PHP : Attempting to Block Site Leechers/Crawlers
Someone put forward a question on the forum regarding how to block leechers and I thought that my answer might make a good post as well.
There is no fool proof way of going about it , cause there are ways in which a script can perfectly pretend to be a valid browser (CURL helps you do exactly that).you will have to put in use several different methods to fight them and reduce the illegal crawlers significantly.Other than the basic idea of banning the IP by getting it by REMOTE_ADDR and HTTP_X_FORWARDED_FOR here are some suggestions.
Method 1:
If there are too many requests from the same IP. Try to locate the ISP/Organization of the IP , like the GeoIP organization and ISP packages give you the database to lookup IP and see the owner. If IP belongs to a valid SE (and provided you want them to crawl) , let them go ahead.
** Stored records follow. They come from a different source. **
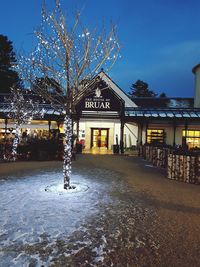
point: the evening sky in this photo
(160, 39)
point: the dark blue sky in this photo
(160, 38)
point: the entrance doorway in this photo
(99, 137)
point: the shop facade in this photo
(105, 117)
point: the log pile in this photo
(180, 166)
(185, 168)
(157, 155)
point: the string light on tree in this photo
(67, 53)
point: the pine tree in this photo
(8, 77)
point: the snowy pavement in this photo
(122, 213)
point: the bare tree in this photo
(68, 53)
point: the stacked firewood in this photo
(185, 168)
(157, 155)
(180, 166)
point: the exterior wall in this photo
(33, 127)
(114, 129)
(169, 130)
(130, 135)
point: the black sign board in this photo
(101, 98)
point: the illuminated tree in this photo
(68, 53)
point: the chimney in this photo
(196, 71)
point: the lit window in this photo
(155, 136)
(192, 138)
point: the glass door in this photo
(99, 138)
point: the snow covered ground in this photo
(31, 215)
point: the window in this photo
(192, 138)
(155, 136)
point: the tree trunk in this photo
(67, 151)
(16, 141)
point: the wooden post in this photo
(174, 134)
(77, 129)
(49, 124)
(6, 127)
(122, 136)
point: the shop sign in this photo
(98, 101)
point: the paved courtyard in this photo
(123, 213)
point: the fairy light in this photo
(67, 56)
(67, 151)
(22, 110)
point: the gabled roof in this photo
(164, 102)
(128, 102)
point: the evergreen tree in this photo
(141, 89)
(8, 77)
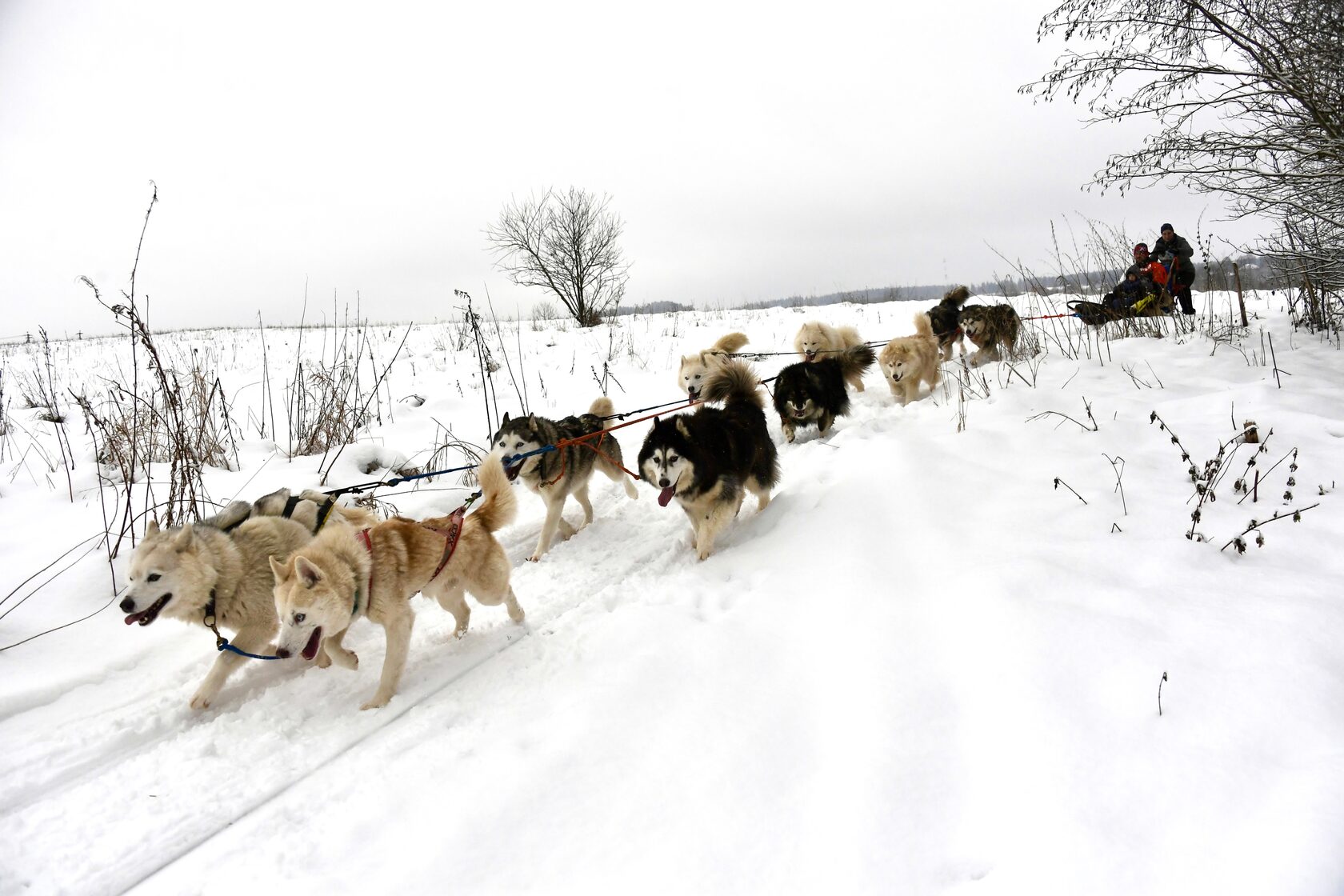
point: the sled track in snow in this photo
(617, 579)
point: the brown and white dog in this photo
(909, 360)
(344, 574)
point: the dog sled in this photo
(1100, 314)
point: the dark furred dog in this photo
(944, 318)
(710, 458)
(558, 474)
(814, 393)
(991, 328)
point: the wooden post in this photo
(1237, 273)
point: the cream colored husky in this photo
(697, 368)
(180, 573)
(909, 360)
(816, 340)
(335, 579)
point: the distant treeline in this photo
(1255, 273)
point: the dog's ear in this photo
(306, 573)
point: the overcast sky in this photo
(753, 150)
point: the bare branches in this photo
(1247, 100)
(566, 243)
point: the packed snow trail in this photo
(919, 670)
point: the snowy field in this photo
(922, 670)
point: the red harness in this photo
(450, 535)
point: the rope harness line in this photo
(221, 641)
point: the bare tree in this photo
(1249, 102)
(567, 245)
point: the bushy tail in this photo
(500, 504)
(737, 382)
(855, 360)
(956, 297)
(730, 343)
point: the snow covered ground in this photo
(922, 670)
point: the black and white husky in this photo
(557, 474)
(709, 460)
(814, 393)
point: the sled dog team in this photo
(306, 569)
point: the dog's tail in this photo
(500, 504)
(956, 297)
(855, 360)
(737, 382)
(730, 343)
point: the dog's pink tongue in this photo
(310, 648)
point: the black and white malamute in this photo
(945, 320)
(557, 474)
(814, 393)
(710, 458)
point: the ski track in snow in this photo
(113, 753)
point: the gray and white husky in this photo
(709, 460)
(558, 474)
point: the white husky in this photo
(695, 368)
(186, 573)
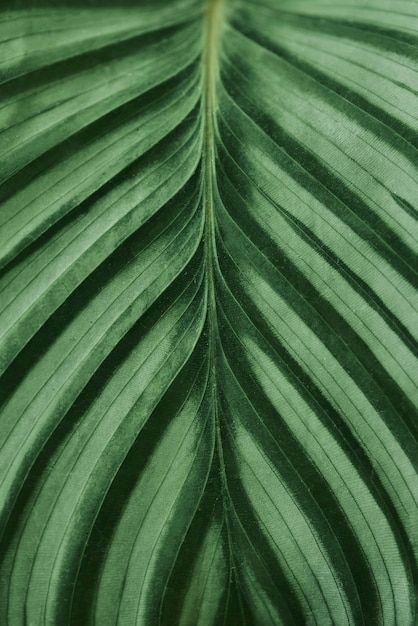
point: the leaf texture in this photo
(209, 313)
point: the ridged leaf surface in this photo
(208, 326)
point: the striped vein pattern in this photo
(208, 396)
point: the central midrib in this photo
(210, 56)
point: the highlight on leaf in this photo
(208, 316)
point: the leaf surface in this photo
(208, 315)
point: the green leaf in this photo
(209, 313)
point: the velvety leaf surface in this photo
(208, 317)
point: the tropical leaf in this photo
(208, 315)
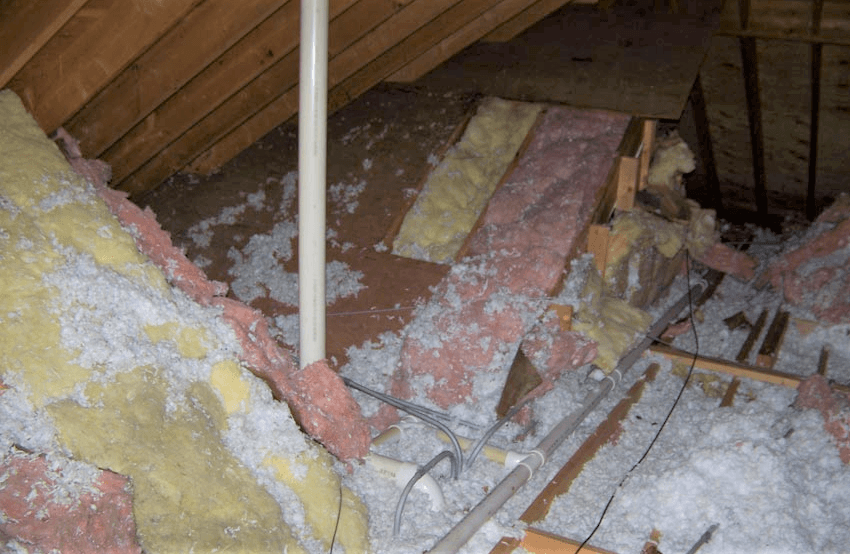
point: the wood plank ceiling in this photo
(156, 87)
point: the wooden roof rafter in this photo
(153, 88)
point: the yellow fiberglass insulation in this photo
(458, 189)
(105, 362)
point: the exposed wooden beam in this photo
(199, 38)
(793, 36)
(269, 42)
(355, 70)
(814, 125)
(460, 39)
(752, 337)
(26, 26)
(737, 369)
(106, 37)
(769, 351)
(706, 150)
(749, 58)
(236, 114)
(563, 480)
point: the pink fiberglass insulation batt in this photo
(516, 257)
(815, 393)
(100, 520)
(814, 275)
(321, 403)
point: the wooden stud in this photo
(597, 244)
(199, 38)
(814, 115)
(26, 27)
(750, 341)
(648, 145)
(107, 36)
(603, 433)
(627, 181)
(769, 351)
(749, 57)
(706, 150)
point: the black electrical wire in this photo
(669, 413)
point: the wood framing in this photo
(155, 87)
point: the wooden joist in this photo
(99, 42)
(189, 47)
(736, 369)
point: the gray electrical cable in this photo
(421, 472)
(484, 510)
(416, 411)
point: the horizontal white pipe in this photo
(501, 493)
(312, 159)
(402, 472)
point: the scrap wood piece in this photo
(606, 431)
(769, 351)
(536, 541)
(731, 390)
(738, 369)
(750, 341)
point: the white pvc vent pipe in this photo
(312, 159)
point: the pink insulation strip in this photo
(815, 275)
(99, 521)
(528, 232)
(815, 393)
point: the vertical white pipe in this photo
(312, 154)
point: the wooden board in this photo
(361, 66)
(27, 26)
(590, 67)
(466, 35)
(106, 37)
(239, 65)
(736, 369)
(190, 46)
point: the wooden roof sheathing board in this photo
(156, 87)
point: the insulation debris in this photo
(458, 189)
(815, 393)
(813, 276)
(104, 363)
(458, 349)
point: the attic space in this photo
(585, 278)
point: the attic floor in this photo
(378, 152)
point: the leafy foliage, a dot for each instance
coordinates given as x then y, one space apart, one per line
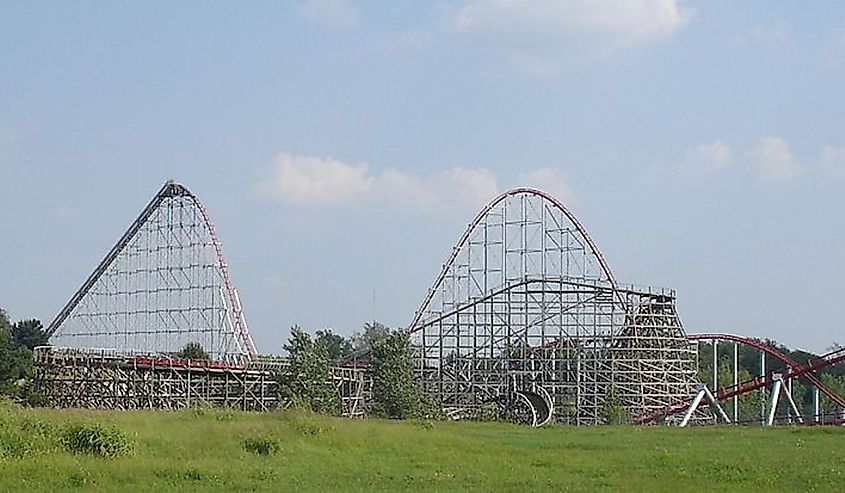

You can also do some effort to make a list of valid SE IPs which should override all crawler detections.
Method 2:
On the first request to the site , send a cookie , redirect and check if the cookie can be accessed, if not than redirect to a page asking the user to enable cookies.Generally scripts lack that ability.
Method 3:
Use javascript to set a cookie and then try to access it , if no cookie ask the user to enable javascript. Generic scripts wont be able to process javascript. Unless someone is writing code specifically for your site.
Method 4:
If too many requests show a captcha image which is not so straight forward. If no valid input atleast block that IP from going ahead. Even if alot of users are on that IP , you can show them a captcha again and validate that session_id to browse your site ,even if the IP is the same , a little nuisance but worth it if you have a severe problem.
Method 5:
Always check to see that a user agent header is sent , simple scripts written by newbies (and there are many) forget to send that.
Method 6:
After first entry , each request should contain a HTTP_REFERER logically , so check that too. Newbies forget to send that too.
Method 7:
If the same IP is generating different session_ids , you have a crawler on your hand.
Ok thats all i can think of right now , some of the above might not make sense to some but if all of them are used effectively in combination with each other you got a great crawl blocker system on your hand. I would appreciate if people can suggest other methods as well.

July 21st, 2008 at 3:52 pm
Method 8:
If you want to make sure you page can be bookmarked
correctly, blocking requests without your site referrer will do bad,
Instead, Check for a referrer if it exists and it is not yours,
block the request.
September 17th, 2008 at 10:30 pm
Cool Thanks For the Tips!